Since $F:U\to V$ is a diffeomorphism, choose $\psi=\mathbb{1}_{F(E)}$ for an arbitrary Borel set $E\subset U$. Then $F(E)$ is Borel, and $\psi(F(x))=\mathbb{1}_E(x)$. Hence
\begin{align*}
\int_E \rho_0(x)\,d\mathcal{L}^n(x)=\int_E a(x)\,d\mathcal{L}^n(x)
\end{align*}
for every Borel set $E\subset U$. Therefore
\begin{align*}
\rho_0(x)=\rho_1(F(x))|\det JF_x|
\end{align*}
for $\mathcal{L}^n$-almost every $x\in U$.
[/step]
[step:Identify the Jacobian determinant with the Monge Ampere determinant]
Because $\phi\in C^2(U)$ and $F=\nabla\phi$, the Jacobian matrix $JF_x$ is the Hessian matrix $D^2\phi(x)$ for every $x\in U$. Since $\phi$ is convex, $D^2\phi(x)$ is positive semidefinite for every $x\in U$. Hence
\begin{align*}
|\det JF_x|=|\det D^2\phi(x)|=\det D^2\phi(x).
\end{align*}
Substituting this into the almost-everywhere density identity from the previous step gives
\begin{align*}
\rho_0(x)=\rho_1(\nabla\phi(x))\det D^2\phi(x)
\end{align*}
for $\mathcal{L}^n$-almost every $x\in U$. Since $\rho_1$ is positive, division by $\rho_1(\nabla\phi(x))$ is valid, and we obtain
\begin{align*}
\det D^2\phi(x)=\frac{\rho_0(x)}{\rho_1(\nabla\phi(x))}
\end{align*}
for $\mathcal{L}^n$-almost every $x\in U$.
[/step]
[step:Upgrade the identity from almost everywhere to everywhere under continuity]
Assume finally that $\rho_0$ and $\rho_1$ are continuous.

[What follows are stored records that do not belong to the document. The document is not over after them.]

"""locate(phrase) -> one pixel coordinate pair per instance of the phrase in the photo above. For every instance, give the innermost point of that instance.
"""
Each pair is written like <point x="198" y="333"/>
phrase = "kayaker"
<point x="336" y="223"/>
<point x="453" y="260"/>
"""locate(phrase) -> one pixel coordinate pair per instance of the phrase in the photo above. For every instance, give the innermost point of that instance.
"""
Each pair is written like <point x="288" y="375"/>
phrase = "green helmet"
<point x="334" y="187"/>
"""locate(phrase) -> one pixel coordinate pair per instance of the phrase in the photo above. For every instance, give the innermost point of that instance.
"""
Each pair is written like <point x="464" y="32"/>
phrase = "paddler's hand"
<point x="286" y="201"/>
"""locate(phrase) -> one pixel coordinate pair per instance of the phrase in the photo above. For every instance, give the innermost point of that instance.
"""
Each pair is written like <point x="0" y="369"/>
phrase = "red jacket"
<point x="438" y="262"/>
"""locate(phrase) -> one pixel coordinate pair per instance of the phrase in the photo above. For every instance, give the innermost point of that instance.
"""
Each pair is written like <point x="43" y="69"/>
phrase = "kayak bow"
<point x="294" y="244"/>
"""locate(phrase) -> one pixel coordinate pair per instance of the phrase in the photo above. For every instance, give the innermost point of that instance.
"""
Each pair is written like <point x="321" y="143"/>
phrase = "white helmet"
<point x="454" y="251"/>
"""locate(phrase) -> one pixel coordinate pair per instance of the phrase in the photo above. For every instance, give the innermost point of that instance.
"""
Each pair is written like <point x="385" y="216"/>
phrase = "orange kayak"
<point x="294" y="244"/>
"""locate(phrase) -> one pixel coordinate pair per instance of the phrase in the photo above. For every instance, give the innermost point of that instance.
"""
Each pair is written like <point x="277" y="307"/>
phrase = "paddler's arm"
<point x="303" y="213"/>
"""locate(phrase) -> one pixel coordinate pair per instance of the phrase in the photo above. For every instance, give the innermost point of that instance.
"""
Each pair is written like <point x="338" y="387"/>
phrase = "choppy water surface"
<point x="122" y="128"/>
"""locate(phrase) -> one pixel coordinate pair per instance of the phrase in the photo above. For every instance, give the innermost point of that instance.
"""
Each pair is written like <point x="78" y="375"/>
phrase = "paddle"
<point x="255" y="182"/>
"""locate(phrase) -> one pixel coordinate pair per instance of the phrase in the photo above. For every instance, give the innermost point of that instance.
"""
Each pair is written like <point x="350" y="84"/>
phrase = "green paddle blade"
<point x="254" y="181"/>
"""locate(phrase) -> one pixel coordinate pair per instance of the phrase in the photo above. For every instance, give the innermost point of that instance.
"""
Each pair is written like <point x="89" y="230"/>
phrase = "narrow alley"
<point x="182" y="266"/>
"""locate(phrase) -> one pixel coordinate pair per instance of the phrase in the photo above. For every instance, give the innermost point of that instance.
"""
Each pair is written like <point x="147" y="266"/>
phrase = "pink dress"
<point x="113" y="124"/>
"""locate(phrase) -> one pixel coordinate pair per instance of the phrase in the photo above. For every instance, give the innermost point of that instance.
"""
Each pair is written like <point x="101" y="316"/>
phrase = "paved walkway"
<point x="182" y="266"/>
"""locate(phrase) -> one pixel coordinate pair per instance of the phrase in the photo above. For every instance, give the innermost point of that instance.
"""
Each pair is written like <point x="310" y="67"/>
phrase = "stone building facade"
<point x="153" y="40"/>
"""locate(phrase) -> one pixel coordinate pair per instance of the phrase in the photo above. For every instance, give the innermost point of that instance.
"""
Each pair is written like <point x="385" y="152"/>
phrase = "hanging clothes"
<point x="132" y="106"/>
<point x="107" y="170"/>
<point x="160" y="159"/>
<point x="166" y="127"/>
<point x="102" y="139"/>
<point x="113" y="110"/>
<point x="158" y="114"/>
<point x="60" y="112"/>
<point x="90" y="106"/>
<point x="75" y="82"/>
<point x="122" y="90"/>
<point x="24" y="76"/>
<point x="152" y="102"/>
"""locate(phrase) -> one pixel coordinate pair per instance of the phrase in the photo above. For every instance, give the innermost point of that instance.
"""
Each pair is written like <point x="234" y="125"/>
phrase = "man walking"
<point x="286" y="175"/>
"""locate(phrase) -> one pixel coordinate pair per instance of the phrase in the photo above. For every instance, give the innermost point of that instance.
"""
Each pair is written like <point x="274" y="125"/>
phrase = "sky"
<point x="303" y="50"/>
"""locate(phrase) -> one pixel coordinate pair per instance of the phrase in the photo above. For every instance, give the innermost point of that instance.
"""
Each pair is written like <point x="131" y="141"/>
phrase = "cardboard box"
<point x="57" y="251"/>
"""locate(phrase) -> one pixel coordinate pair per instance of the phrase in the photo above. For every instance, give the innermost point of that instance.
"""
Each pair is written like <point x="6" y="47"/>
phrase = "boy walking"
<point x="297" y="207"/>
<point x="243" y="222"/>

Define
\begin{align*}
h:U &\to \mathbb{R}
\end{align*}
by
\begin{align*}
h(x)=\det D^2\phi(x)-\frac{\rho_0(x)}{\rho_1(\nabla\phi(x))}.
\end{align*}
Since $\phi\in C^2(U)$, the function $x\mapsto \det D^2\phi(x)$ is continuous. Since $\rho_0$ and $\rho_1$ are continuous, $\nabla\phi$ is continuous, and $\rho_1$ is positive on $V$, the quotient $x\mapsto \rho_0(x)/\rho_1(\nabla\phi(x))$ is continuous. Therefore $h$ is continuous on $U$.
The previous step gives $h=0$ $\mathcal{L}^n$-almost everywhere on $U$. If there were a point $x_0\in U$ with $h(x_0)\ne 0$, continuity would give an open ball $B(x_0,r)\subset U$ and a number $\varepsilon>0$ such that $|h(x)|\ge\varepsilon$ for every $x\in B(x_0,r)$. Since every nonempty Euclidean open ball has positive $\mathcal{L}^n$-measure, this contradicts $h=0$ $\mathcal{L}^n$-almost everywhere. Hence $h(x)=0$ for every $x\in U$, which is the desired pointwise identity.
[/step]